XTOD: To say that wages can't go up because productivity isn't rising may have the causality backwards. Productivity rose most quickly in the US when its wages were the highest in the world and its manufacturers were protected, either by very high tariffs (before WW2) or by the need of the world to import US capital (between WW2 and the 1970s). That is why American businesses during this time benefitted from surging domestic demand and invested so heavily in improving productivity. Wages during this time surged.  Since the 1970s, however, rather than lower unit labor costs by investing in productivity-enhancing technology, US businesses could do so much more easily and effectively by relocating production into a country that wanted to turbocharge growth by subsidizing manufacturing and logistics at the expense of households. This might have been acceptable had It just been small developing countries that did so, but with the participation of countries like Japan, South Korea, China, Germany and other Europeans, the cost has become too high.

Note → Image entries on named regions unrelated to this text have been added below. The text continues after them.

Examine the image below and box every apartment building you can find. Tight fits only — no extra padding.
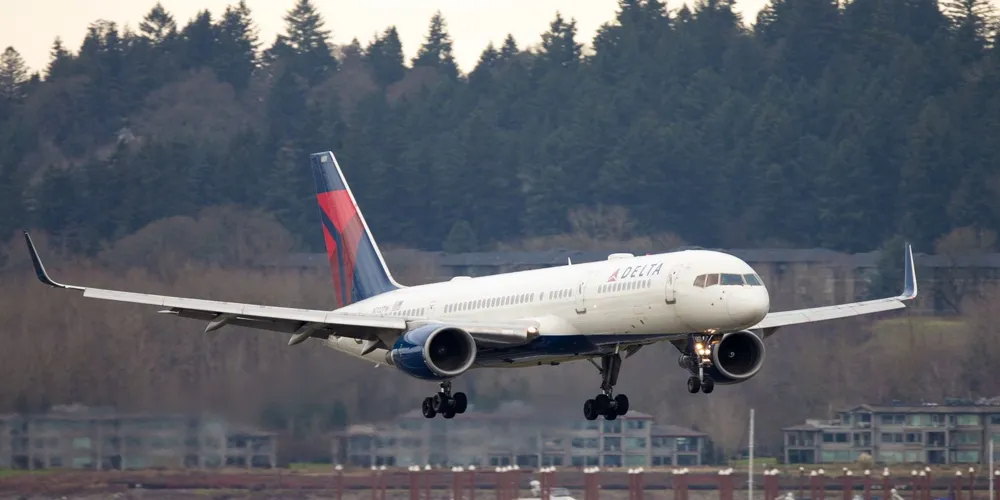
[0,405,277,470]
[783,398,1000,464]
[332,402,708,467]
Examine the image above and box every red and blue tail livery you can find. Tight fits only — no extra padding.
[310,151,401,308]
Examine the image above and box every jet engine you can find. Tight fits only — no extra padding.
[679,330,765,385]
[386,325,476,380]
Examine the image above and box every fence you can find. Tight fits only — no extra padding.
[0,466,1000,500]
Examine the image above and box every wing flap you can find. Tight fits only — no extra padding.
[752,243,917,333]
[24,231,539,345]
[83,288,406,330]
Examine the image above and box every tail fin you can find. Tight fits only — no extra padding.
[310,151,401,308]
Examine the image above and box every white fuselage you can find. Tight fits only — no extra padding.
[328,250,770,366]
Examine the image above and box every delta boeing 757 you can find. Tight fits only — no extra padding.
[24,152,917,420]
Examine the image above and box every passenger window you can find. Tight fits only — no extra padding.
[722,274,743,286]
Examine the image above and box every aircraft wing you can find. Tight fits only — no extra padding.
[752,244,917,335]
[24,231,538,349]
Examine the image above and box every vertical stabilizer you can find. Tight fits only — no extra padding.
[309,151,400,308]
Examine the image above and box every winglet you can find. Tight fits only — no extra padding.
[24,231,83,290]
[899,243,917,300]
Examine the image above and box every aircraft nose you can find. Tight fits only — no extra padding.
[726,287,771,326]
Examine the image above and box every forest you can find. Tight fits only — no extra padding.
[0,0,1000,456]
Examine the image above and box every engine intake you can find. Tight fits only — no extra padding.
[712,330,765,383]
[386,325,477,380]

XTOD: #Bonds are getting killed and the bloodbath is just getting started. The 10-year Treasury yield is 4.48%, the highest since Oct. of 2007. The 30-year, fixed-rate #mortgage should hit 8% next week. Next year the 10-year Treasury should yield over 6%, with mortgage rates near 10%.

XTOD: too long to repost, but feel free to read Bill Ackman's views on why yields should be higher here https://x.com/BillAckman/status/1705056634072863102?s=20

XTOD: By giving up industrial production, the West has given up industrial innovation.

XTOD: The first human patient will soon receive a Neuralink device. This ultimately has the potential to restore full body movement.   In the long term, Neuralink hopes to play a role in AI risk civilizational risk reduction by improving human to AI (and human to human) bandwidth by several orders of magnitude.  Imagine if Stephen Hawking had had this.


XTOD: Hundreds of humans who identify as dogs gather at a Berlin train station to advocate for the rights of people who identify as dogs.  The event was organized by a group called "Canine Beings."